Bento XVI encontra-se desde o princípio desta tarde em Beirut, para uma visita de
três dias ao Líbano. Uma viagem apostólica, a vigésima quarta do seu pontificado,
motivada antes de mais pelo desejo de entregar solenemente aos pastores e fiéis do
Médio Oriente a Exortação Apostólica correspondente ao Sínodo dos Bispos sobre esta
região, que se realizou no Vaticano em 2010. Aparte o momento da chegada, no
aeroporto, este primeiro dia da visita ficou marcado precisamente pelo encontro –
celebração que teve lugar na basílica greco - melquita de São Paulo, às 18 horas locais,
para a entrega da referida Exortação Apostólica pós-sinodal “Ecclesia in Medio Oriente”. Nela
participaram mais de 400 pessoas. Antes de mais, das diversas comunidades eclesiais
libanesas: patriarcas e bispos, mas também padres, religiosos e religiosas e fiéis
leigos. Participaram também representantes de outras componentes da sociedade libanesa:
delegação da comunidade ortodoxa, muçulmana e drusa. Na sua intervenção, Bento
XVI sublinhou a coincidência de a assinatura e entrega deste importante documento
pós-sinodal tenha lugar precisamente na festa da Exaltação da Santa Cruz.
“A
Exortação apostólica deve ser lida e interpretada à luz da festa da Santa Cruz, nomeadamente
à luz do monograma de Cristo, o X e o P (rô), as duas primeiras letra da palavra “Cristos”.

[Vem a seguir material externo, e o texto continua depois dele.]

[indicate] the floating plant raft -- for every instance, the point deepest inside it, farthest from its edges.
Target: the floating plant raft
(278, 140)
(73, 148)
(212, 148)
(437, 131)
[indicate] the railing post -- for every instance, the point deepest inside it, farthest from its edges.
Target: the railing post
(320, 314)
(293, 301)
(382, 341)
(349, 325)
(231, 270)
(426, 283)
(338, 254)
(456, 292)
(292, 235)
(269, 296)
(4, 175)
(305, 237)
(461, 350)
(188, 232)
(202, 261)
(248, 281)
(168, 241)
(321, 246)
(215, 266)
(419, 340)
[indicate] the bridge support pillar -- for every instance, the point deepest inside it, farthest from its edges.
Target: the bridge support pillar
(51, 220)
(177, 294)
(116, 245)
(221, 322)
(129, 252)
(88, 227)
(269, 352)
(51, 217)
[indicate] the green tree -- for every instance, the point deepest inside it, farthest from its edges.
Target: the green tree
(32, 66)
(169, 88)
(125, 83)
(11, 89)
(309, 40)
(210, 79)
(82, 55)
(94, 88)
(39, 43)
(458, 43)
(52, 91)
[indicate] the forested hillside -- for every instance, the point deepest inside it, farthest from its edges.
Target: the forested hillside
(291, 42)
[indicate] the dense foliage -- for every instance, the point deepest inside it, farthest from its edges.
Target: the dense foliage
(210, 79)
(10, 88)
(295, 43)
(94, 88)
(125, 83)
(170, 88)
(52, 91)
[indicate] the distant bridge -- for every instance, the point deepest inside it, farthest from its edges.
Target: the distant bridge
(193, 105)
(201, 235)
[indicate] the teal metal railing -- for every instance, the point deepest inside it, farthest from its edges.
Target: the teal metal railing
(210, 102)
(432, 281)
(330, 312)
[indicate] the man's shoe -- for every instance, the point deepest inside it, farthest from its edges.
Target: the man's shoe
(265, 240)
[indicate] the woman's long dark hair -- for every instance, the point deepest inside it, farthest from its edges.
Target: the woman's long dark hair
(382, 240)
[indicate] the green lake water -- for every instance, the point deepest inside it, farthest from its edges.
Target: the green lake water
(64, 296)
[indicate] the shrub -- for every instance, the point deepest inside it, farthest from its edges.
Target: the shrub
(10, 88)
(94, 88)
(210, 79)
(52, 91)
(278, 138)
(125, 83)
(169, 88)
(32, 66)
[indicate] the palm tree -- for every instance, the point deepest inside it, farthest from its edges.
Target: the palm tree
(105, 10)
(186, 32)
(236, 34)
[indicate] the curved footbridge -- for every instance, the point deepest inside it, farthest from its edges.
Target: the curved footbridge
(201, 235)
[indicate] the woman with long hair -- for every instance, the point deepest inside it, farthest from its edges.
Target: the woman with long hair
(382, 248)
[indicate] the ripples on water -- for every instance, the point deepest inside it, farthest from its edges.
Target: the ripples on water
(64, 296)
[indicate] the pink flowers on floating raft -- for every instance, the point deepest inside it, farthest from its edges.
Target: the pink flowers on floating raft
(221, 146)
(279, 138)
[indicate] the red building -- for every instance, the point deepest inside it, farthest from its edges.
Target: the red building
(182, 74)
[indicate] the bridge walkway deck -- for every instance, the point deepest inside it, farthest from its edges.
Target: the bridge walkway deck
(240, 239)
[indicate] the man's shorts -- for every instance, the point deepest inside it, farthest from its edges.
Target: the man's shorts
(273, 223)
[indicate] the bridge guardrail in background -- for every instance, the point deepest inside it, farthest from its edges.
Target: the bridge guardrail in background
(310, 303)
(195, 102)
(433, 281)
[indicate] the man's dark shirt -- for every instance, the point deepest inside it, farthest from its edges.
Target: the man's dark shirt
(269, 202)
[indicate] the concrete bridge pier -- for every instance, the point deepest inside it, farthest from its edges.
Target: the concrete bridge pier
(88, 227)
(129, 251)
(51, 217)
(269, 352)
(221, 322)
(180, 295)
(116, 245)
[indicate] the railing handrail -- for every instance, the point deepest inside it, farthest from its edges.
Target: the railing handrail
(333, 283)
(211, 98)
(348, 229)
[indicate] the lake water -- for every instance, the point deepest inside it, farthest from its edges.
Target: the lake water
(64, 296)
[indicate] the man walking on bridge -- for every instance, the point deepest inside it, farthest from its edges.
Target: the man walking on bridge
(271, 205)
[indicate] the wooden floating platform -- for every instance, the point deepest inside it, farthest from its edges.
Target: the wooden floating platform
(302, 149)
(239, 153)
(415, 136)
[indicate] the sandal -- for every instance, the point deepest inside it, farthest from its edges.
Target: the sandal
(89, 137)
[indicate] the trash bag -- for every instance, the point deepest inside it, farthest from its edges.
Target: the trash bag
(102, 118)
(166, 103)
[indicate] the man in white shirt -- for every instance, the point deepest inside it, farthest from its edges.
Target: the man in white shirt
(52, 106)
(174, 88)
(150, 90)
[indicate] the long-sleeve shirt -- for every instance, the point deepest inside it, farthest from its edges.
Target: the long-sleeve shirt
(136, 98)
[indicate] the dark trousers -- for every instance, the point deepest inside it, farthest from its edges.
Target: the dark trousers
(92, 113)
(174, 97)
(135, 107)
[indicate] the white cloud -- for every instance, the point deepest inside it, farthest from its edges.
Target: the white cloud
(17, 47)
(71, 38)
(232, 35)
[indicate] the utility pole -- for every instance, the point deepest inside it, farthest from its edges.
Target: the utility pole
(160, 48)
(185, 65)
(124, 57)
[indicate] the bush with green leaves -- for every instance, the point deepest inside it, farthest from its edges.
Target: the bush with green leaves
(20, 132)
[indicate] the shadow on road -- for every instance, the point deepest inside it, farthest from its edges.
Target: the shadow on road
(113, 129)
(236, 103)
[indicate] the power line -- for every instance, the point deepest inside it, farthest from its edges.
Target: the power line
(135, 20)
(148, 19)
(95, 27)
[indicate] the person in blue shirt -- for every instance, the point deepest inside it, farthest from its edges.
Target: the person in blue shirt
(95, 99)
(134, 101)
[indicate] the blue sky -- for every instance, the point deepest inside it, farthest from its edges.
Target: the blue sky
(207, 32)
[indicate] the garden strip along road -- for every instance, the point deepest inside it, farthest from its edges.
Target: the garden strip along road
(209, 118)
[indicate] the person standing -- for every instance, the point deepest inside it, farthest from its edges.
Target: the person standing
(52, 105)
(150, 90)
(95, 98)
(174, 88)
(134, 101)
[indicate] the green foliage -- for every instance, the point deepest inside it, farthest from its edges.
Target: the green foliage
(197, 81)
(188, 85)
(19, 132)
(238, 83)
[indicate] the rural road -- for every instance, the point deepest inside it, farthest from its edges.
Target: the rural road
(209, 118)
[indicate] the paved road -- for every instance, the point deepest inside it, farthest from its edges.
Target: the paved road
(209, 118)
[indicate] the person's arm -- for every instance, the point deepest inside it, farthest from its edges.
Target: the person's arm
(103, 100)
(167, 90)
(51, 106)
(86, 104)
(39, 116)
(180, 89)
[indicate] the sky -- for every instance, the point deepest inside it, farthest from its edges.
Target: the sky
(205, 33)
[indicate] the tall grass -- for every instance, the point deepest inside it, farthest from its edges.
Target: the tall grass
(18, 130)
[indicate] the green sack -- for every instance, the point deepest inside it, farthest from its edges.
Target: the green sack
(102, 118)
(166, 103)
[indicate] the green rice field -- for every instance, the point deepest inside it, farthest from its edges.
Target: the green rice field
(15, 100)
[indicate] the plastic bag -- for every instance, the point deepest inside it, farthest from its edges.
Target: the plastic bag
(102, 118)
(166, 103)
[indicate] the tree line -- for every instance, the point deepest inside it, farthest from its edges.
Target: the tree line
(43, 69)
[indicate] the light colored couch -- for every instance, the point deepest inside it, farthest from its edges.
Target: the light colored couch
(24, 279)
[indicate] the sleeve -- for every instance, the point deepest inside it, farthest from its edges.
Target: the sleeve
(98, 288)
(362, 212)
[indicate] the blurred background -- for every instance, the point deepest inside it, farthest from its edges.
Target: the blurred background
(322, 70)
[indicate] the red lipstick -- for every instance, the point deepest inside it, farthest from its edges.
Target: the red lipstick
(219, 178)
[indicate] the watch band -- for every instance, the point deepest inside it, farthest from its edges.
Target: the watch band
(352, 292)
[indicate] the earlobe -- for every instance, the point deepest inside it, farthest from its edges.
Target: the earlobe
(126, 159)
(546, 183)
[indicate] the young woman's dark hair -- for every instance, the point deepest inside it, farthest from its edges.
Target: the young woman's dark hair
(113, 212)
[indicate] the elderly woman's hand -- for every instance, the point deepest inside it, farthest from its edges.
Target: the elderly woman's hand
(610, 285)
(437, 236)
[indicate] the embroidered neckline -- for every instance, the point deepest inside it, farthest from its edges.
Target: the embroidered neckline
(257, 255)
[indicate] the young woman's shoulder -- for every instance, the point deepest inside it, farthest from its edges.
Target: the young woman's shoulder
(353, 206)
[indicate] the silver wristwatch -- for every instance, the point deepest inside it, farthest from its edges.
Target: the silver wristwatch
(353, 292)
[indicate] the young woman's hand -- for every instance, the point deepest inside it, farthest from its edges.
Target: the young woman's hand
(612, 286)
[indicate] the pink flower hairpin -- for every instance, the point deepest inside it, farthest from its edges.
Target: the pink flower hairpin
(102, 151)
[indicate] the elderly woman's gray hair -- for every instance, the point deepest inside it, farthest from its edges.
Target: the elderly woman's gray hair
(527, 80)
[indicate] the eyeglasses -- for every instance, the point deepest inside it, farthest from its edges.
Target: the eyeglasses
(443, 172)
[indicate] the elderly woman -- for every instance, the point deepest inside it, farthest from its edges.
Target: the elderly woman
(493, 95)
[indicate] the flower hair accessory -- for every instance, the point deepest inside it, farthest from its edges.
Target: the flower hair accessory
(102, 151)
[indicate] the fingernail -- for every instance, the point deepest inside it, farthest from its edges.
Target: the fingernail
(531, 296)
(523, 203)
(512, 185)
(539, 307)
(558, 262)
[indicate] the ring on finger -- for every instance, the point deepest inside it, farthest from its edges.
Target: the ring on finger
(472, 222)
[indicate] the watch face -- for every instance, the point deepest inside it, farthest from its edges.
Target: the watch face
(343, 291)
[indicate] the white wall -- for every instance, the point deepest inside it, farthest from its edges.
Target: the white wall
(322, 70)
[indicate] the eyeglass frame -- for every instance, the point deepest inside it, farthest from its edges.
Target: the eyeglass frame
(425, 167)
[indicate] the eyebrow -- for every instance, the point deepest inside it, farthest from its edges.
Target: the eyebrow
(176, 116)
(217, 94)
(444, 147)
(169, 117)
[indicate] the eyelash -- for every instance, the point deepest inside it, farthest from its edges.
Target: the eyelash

Descobre-se assim a verdadeira identidade dos batizados na Igreja, um constante apelo
ao testemunho na comunhão.”
Comunhão e testemunho radicados no mistério pascal,
na morte e ressurreição de Cristo. Elo fundamental entre Cruz e Ressurreição. Exige
um ato de fé… e um ato de esperança – sublinhou Bento XVI, que fez notar que “os Padres
Sinodais refletiram sobre a situação atual no Médio Oriente, sobre as dificuldades
e esperanças dos cristãos que vivem na região.”
“Toda a Igreja pôde assim
escutar o grito ansioso e advertir o olhar desesperado de tantos homens e mulheres
que se encontram em difíceis situações humanas e materiais, que vivem fortes tensões,
com medo e inquietação, e que querem seguir a Cristo – Aquele que dá sentido à sua
existência, mas que muitas vezes disso são impedidos”.
Ecclesia in Medio
Oriente permite repensar o presente em perspetiva do futuro com o próprio olhar de
Cristo: “As orientações bíblicas e pastorais, o convite a um aprofundamento espiritual
e eclesiológico, a renovação litúrgica e catequética, o convite ao diálogo – todo
isto quer ajudar-nos a seguir a Cristo no contexto difícil, muitas vezes doloroso,
um contexto eu poderia fazer surgir a tentação de ignorar ou esquecer a Cruz gloriosa”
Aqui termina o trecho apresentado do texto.